# README
`readme.md` file for the model associated with the paper:
> Farooqui J, Nanivadekar AC, Capogrosso M, Lempka SF, Fisher LE. The effects of neuron morphology and spatial distribution on the selectivity of dorsal root ganglion stimulation. *J Neural Eng*. 2024 Sep 4. doi: 10.1088/1741-2552/ad7760. PMID: 39231464.
## Model Information
These files include a class definition for a sensory DRG pseudounipolar neuron and a sensory DRG axon, each of which can be instantiated for any value of fiber diameter in the continuous range [6, 20] um.

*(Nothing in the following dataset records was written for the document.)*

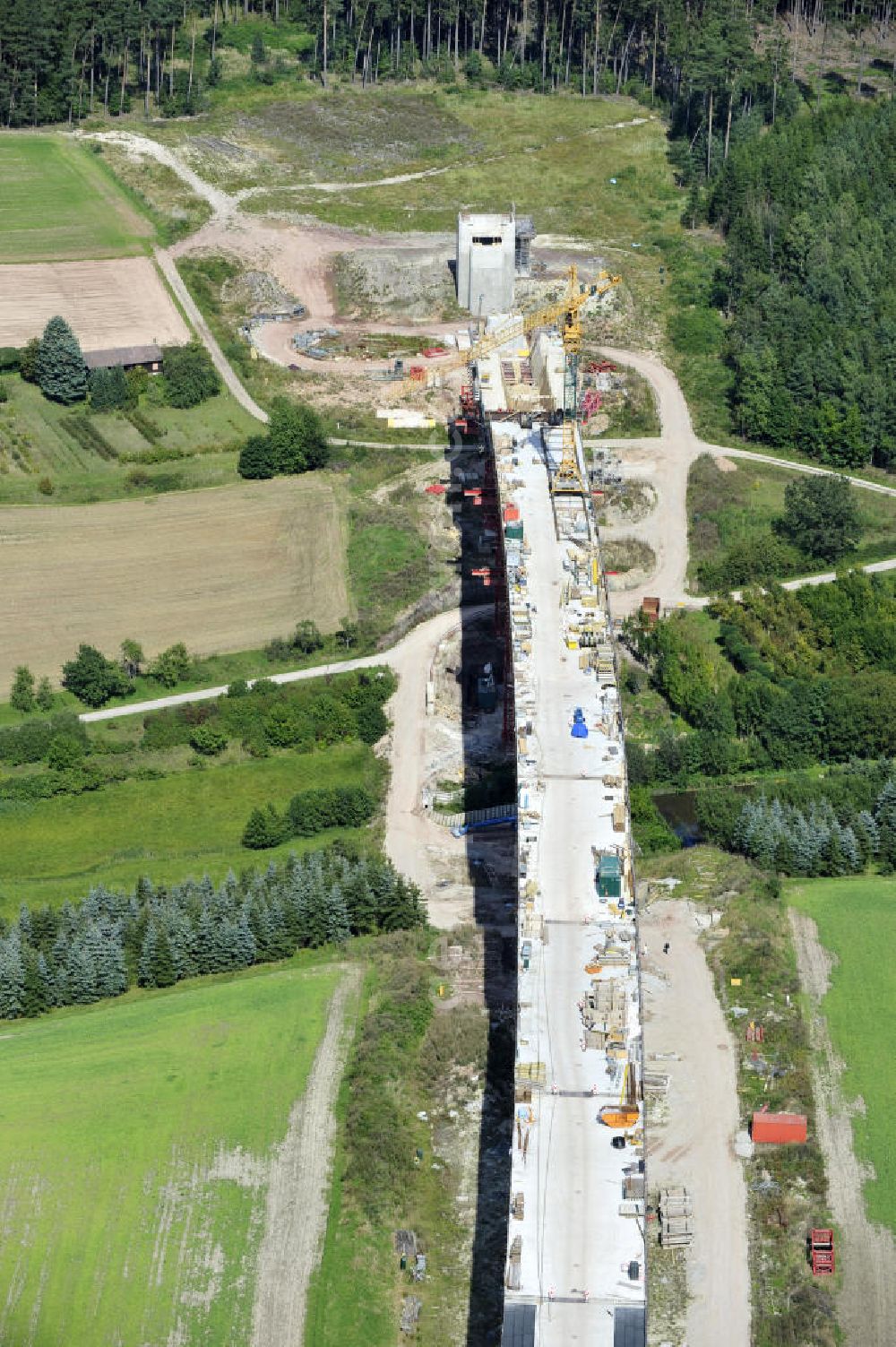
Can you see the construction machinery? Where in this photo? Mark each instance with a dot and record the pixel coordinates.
(564, 313)
(625, 1113)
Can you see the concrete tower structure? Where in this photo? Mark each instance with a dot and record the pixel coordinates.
(486, 262)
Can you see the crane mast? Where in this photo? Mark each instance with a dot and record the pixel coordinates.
(564, 313)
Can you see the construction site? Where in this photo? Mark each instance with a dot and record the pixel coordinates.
(545, 808)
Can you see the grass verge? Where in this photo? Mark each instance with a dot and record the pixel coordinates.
(856, 920)
(135, 1154)
(786, 1184)
(53, 454)
(399, 1170)
(735, 505)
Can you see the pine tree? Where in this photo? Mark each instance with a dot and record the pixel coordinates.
(43, 696)
(244, 940)
(22, 696)
(11, 978)
(885, 821)
(146, 969)
(337, 918)
(81, 977)
(163, 969)
(61, 371)
(205, 954)
(866, 834)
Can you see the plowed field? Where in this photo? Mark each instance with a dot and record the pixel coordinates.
(221, 570)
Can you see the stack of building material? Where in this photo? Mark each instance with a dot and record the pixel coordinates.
(676, 1218)
(605, 1014)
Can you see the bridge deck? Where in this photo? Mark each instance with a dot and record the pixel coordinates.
(573, 1263)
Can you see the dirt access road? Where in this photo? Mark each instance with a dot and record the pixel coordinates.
(665, 461)
(296, 1215)
(409, 833)
(694, 1148)
(866, 1253)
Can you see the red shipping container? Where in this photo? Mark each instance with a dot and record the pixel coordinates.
(779, 1127)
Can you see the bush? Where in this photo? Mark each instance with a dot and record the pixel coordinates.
(66, 750)
(256, 458)
(297, 436)
(288, 726)
(22, 696)
(208, 741)
(307, 637)
(108, 390)
(340, 807)
(29, 360)
(93, 678)
(171, 666)
(821, 517)
(189, 375)
(263, 829)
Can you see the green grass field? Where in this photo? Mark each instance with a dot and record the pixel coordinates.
(45, 441)
(857, 923)
(178, 826)
(134, 1156)
(58, 203)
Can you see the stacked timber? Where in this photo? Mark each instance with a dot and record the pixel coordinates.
(676, 1218)
(513, 1264)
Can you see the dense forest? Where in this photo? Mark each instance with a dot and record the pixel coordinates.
(810, 281)
(62, 59)
(809, 677)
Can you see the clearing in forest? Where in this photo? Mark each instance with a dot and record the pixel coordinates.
(138, 1145)
(222, 570)
(59, 203)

The models are written in Python with NEURON.
The axon models are based on the MRG motor axon model:
> McIntyre CC, Richardson AG, Grill WM. Modeling the Excitability of Mammalian Nerve Fibers: Influence of Afterpotentials on the Recovery Cycle. *J Neurophysiol*. 2002;87(2):995-1006. doi:10.1152/jn.00353.2001
(model can be found on ModelDB at: https://modeldb.science/3810)
modified with sensory mechanisms from:
> Gaines JL, Finn KE, Slopsema JP, Heyboer LA, Polasek KH. A model of motor and sensory axon activation in the median nerve using surface electrical stimulation. *J Comput Neurosci*. 2018;45(1):29-43. doi:10.1007/s10827-018-0689-5
(model can be found on ModelDB at: https://modeldb.science/243841)
The pseudounipolar neuron models are based on:
> Amir R, Devor M. Electrical Excitability of the Soma of Sensory Neurons Is Required for Spike Invasion of the Soma, but Not for Through-Conduction. *Biophys J.* 2003;84(4):2181-2191. doi:10.1016/S0006-3495(03)75024-3
(model can be found on ModelDB at: https://modeldb.science/51022)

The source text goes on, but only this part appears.